Diriwayatkan oleh Imam Ahmad pula dari Uqbah bin Amir, dalam hadits yang marfu’, Rasulullah Shallallahu’alaihi wasallam bersabda :

"من تعلق تميمة فلا أتم الله له، ومن تعلق ودعة فلا ودع الله له"، وفي رواية :" من تعلق تميمة فقد أشرك".

“Barang siapa yang menggantungkan tamimah maka Allah tidak akan mengabulkan keinginannya, dan barang siapa yang menggantungkan Wada’ah maka Allah tidak akan memberikan ketenangan kepadanya”, dan dalam riwayat yang lain Rasul bersabda : “Barang siapa yang menggantungkan tamimah maka ia telah berbuat kemusyrikan”.

[Tamimah : sesuatu yang dikalungkan di leher anak anak sebagai penangkal atau pengusir penyakit, pengaruh jahat yang disebabkan oleh rasa dengki seseorang, dan lain sebagainya.]
 
Wada’ah : sesuatu yang diambil dari laut, menyerupai rumah kerang, menurut anggapan orang orang jahiliyah dapat digunakan sebagai penangkal penyakit. Termasuk dalam pengertian ini adalah jimat]

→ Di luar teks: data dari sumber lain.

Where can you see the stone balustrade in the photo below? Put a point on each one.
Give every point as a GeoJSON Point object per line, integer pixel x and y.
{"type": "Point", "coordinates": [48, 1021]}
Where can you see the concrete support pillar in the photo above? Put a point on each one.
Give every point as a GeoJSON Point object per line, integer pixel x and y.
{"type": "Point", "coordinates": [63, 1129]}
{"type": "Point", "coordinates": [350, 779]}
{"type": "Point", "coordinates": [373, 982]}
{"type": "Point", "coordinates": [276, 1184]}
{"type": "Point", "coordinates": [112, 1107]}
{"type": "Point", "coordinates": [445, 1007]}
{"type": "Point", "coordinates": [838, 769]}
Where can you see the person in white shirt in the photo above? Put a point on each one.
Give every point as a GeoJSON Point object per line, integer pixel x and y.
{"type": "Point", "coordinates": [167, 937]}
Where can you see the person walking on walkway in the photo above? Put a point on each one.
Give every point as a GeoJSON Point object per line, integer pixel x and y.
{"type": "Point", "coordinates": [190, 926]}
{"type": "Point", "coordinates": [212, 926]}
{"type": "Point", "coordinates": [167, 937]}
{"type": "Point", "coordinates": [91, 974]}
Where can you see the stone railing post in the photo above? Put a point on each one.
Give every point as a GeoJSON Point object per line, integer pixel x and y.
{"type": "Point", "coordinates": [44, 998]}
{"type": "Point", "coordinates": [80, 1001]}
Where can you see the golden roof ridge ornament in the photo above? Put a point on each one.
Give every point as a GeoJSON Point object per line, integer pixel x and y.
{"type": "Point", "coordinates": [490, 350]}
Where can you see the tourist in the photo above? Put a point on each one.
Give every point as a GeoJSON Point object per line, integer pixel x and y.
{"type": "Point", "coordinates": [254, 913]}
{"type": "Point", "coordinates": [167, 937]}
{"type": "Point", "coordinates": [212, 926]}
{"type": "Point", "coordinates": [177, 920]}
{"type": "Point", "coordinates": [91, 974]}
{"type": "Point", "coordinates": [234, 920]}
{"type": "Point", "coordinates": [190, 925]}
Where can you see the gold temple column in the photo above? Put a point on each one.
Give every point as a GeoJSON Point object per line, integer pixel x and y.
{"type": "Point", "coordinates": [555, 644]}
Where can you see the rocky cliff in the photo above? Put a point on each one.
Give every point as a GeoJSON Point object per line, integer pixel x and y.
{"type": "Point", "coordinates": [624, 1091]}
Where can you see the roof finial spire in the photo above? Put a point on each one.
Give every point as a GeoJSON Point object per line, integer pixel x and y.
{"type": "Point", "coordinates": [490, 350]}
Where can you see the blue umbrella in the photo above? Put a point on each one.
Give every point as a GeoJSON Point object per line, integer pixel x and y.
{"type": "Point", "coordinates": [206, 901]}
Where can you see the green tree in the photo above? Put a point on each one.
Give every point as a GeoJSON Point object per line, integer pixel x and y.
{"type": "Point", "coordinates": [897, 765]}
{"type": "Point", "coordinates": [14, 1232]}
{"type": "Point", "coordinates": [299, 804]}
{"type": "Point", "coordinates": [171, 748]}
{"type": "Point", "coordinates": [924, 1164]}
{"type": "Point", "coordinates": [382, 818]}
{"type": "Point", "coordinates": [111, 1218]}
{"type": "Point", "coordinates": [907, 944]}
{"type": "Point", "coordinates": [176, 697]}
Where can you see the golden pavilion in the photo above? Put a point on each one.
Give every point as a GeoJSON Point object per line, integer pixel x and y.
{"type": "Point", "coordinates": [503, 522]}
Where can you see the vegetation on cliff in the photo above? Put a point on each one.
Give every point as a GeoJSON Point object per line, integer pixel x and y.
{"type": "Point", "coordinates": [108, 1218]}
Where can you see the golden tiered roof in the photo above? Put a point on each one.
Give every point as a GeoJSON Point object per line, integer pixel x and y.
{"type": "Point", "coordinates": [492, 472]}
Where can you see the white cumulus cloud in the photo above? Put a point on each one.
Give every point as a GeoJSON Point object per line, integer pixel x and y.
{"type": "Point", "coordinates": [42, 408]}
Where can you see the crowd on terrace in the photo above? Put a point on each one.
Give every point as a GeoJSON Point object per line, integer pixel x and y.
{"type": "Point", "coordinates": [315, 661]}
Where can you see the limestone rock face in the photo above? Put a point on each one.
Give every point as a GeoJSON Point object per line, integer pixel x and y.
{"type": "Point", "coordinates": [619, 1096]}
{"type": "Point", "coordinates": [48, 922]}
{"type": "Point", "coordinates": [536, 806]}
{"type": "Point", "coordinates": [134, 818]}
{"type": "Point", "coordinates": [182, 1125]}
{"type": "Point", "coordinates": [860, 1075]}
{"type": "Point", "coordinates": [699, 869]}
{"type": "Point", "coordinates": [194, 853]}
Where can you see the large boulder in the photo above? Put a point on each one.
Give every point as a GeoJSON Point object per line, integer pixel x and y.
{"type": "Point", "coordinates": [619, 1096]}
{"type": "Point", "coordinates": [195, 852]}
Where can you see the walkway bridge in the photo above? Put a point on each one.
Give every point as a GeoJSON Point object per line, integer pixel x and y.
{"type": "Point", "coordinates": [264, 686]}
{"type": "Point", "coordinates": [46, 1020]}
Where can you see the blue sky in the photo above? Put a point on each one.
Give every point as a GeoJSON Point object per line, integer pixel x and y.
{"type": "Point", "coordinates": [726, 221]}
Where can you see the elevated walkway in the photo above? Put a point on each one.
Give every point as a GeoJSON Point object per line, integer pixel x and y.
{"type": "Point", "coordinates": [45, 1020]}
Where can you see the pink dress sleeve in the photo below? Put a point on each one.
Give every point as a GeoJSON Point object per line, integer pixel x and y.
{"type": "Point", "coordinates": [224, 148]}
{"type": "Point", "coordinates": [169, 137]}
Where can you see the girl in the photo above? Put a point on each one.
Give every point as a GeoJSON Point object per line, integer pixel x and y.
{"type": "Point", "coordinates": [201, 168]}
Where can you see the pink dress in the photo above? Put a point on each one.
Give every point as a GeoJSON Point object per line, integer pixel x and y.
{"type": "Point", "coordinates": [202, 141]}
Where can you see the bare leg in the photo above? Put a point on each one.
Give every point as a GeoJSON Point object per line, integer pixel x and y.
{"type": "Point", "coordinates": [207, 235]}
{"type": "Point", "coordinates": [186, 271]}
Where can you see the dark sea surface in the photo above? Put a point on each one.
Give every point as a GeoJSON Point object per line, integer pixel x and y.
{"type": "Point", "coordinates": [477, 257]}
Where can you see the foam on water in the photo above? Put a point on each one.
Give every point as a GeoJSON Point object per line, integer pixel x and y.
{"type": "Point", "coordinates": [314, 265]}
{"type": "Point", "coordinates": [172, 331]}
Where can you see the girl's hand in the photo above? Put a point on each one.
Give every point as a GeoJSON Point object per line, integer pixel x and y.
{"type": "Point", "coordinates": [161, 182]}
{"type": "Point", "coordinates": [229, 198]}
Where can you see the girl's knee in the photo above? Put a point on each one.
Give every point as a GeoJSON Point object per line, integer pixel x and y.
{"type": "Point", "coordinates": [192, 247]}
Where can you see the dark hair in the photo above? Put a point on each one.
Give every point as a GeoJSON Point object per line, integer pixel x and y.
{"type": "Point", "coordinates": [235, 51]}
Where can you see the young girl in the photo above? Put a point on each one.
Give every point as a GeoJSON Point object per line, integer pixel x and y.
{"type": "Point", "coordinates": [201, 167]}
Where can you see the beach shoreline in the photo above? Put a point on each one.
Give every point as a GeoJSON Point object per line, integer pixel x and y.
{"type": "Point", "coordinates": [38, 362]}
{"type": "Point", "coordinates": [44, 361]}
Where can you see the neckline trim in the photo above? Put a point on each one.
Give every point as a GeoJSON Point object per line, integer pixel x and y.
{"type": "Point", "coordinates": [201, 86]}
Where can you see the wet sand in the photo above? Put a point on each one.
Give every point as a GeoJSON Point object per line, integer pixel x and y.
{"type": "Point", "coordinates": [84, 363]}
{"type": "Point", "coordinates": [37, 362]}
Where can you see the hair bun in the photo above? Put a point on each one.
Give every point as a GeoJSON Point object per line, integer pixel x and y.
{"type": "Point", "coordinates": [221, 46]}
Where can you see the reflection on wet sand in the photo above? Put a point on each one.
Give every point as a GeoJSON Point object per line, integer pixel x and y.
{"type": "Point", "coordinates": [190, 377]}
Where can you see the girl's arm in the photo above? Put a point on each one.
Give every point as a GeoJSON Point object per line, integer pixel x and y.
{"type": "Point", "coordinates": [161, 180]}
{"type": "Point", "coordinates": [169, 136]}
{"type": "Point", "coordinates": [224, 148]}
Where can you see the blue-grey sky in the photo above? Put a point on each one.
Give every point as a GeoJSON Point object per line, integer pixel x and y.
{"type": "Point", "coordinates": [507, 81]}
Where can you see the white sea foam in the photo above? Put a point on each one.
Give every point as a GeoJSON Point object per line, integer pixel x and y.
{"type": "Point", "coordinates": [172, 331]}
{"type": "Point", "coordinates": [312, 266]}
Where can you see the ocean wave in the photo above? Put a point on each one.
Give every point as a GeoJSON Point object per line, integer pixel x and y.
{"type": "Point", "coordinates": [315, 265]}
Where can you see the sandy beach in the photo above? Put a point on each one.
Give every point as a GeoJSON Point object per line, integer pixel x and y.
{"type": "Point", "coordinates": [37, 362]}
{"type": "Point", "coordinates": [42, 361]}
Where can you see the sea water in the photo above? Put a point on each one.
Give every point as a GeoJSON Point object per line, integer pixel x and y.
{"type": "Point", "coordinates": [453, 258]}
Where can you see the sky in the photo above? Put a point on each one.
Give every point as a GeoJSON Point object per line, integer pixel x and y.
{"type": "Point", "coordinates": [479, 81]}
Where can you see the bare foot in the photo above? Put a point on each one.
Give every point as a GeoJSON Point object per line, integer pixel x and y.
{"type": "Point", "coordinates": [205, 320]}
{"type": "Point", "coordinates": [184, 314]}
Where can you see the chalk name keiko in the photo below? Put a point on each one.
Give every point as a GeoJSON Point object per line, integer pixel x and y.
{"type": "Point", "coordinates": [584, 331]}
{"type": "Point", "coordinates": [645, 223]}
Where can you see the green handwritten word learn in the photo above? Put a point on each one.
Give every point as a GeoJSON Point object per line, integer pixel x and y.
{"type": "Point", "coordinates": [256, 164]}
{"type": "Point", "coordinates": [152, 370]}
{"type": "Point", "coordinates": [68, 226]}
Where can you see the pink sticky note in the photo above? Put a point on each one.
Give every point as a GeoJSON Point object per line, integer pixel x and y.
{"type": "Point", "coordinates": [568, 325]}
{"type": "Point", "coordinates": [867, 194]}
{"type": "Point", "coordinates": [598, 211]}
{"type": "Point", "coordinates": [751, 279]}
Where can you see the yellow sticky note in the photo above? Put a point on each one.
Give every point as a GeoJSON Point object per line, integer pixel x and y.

Ibnu Abi Hatim meriwayatkan dari Hudzaifah bahwa ia melihat seorang laki-laki yang ditangannya ada benang untuk mengobati sakit panas, maka dia putuskan benang itu seraya membaca firman Allah Subhanahu wata’ala :
]وما يؤمن أكثرهم بالله إلا وهم مشركون[

“Dan sebagian besar dari mereka tidak beriman kepada Allah, melainkan dalam keadaan mempersekutukan Allah (dengan sesembahan sesembahan lain). (QS. Yusuf, 106).

  
Untuk lebih singkat dan jelas, penulis coba menghadirkan kandungan-kandungan artikel diatas secara umum:

  1. Larangan keras memakai gelang, benang dan sejenisnya untuk tujuan-tujuan seperti tersebut diatas.
  2. Dikatakan bahwa sahabat Nabi tadi apabila mati sedangkan gelang (atau sejenisnya) itu masih melekat pada tubuhnya, maka ia tidak akan beruntung selamanya, ini menunjukkan kebenaran pernyataan para sahabat bahwa syirik kecil itu lebih berat dari pada dosa besar.
  3. Syirik tidak dapat dimaafkan dengan alasan tidak mengerti.
  4. Gelang, benang dan sejenisnya tidak berguna untuk menangkal atau mengusir suatu penyakit, bahkan ia bisa mendatangkan bahaya, seperti sabda Nabi Muhammad Shallallahu’alaihi wasallam : “… karena dia hanya akan menambah kelemahan pada dirimu”.
  5. Wajib mengingkari orang-orang yang melakukan perbuatan di atas.
  6. Penjelasan bahwa orang yang menggantungkan sesuatu dengan tujuan di atas, maka Allah akan menjadikan orang tersebut memiliki ketergantungan pada barang tersebut.
  7. Penjelasan bahwa orang yang menggantungkan tamimah telah melakukan perbuatan syirik.
  8. Mengikatkan benang pada tubuh untuk mengobati penyakit panas adalah bagian dari syirik.
  9. Pembacaan ayat di atas oleh Hudzaifah  menunjukkan bahwa para sahabat menggunakan ayat-ayat yang berkaitan dengan syirik akbar sebagai dalil untuk syirik ashghor, sebagaimana penjelasan yang disebutkan oleh Ibnu Abbas dalam salah satu ayat yang ada dalam surat Al Baqarah.
  10. Menggantungkan Wada’ah untuk mengusir atau menangkal penyakit, termasuk syirik.
  11. Orang yang menggantungkan tamimah didoakan : “semoga Allah tidak akan mengabulkan keinginannya” dan orang yang menggantungkan wada'ah didoakan : “semoga Allah tidak memberikan ketenangan pada dirinya.”